EU, UK Finally Strike Brexit Deal
The European Union and the UK have reached a long overdue agreement on the draft text of their Brexit deal, as the latter is about to leave the former in less than five months.
After months of often deadlocked negotiations officials have agreed the document at the technical level this week, according to a source from the British Cabinet, as cited by the BBC.
UK Prime Minister Theresa May is thus going to seek the backing of her ministers over the agreed text of the Brexit deal at a meeting set for 2 pm GMT on Wednesday.
The Brexit deal is reported to contain a UK-wide customs “backstop” designed to prevent the introduction of physical checks on the border between Northern Ireland and the Republic of Ireland.
It does not include any specific backstop for Northern Ireland only. The Irish border issue has proven to be toughest one to resolve in the recent months of Brexit talks between Brussels and London.

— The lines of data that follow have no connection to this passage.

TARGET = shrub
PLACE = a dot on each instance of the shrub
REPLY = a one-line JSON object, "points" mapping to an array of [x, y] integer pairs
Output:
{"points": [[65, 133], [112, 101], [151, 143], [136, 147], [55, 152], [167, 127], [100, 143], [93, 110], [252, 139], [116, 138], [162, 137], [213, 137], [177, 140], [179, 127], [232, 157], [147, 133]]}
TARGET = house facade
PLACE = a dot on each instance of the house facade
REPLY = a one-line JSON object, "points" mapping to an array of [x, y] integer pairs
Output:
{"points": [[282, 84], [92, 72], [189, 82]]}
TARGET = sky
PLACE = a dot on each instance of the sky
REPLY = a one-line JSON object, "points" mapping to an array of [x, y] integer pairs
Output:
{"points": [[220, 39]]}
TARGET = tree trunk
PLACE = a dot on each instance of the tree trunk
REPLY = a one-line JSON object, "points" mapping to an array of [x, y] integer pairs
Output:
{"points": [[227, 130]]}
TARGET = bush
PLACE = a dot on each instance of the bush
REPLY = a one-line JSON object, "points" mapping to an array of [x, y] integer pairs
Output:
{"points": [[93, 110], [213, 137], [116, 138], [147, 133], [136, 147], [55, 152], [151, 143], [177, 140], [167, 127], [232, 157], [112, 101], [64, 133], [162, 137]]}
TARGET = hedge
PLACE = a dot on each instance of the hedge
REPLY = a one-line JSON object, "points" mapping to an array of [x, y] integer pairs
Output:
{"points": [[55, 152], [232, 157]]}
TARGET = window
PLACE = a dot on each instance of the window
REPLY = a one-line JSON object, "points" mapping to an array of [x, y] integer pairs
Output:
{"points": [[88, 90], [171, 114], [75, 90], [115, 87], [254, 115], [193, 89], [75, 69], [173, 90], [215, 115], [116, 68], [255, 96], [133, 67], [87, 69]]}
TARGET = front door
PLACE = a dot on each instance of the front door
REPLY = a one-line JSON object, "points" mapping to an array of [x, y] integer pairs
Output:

What the EU and the UK agreed upon is a 500-page document accompanied by a much shorter joint state on their future relationship. The details of the long-term trade arrangement between the two parties are yet to be hammered out.
The newly stricken Brexit deal also provides for a 21-month transition period after the UK’s departure from the Union, until 2021.
It further offers guarantees for the rights of EU citizens in Britain, and UK citizens in the EU, as well as details of the British payment of a divorce bill of EUR 45 billion (GBP 39 billion).
“[Cabinet ministers are meeting to] consider the draft agreement the negotiating teams have reached in Brussels, and to decide on next steps,” the UK Prime Minister’s Office said on the agreement of the Brexit deal.
The embattled Brexit agreement is expected to be a tough sell to part of May’s ruling Conservative Party as well as its coalition, the Democratic Unionist Party of Northern Ireland, including because of the leading Brexiteers’ opposition to keeping the UK locked into EU trade rules for a longer period after the actual Brexit date.
In their June 2016 referendum, a narrow majority of the British citizens voted in favor of Brexit (51.9% to 48.1%). The UK is set to leave the EU on March 29, 2019.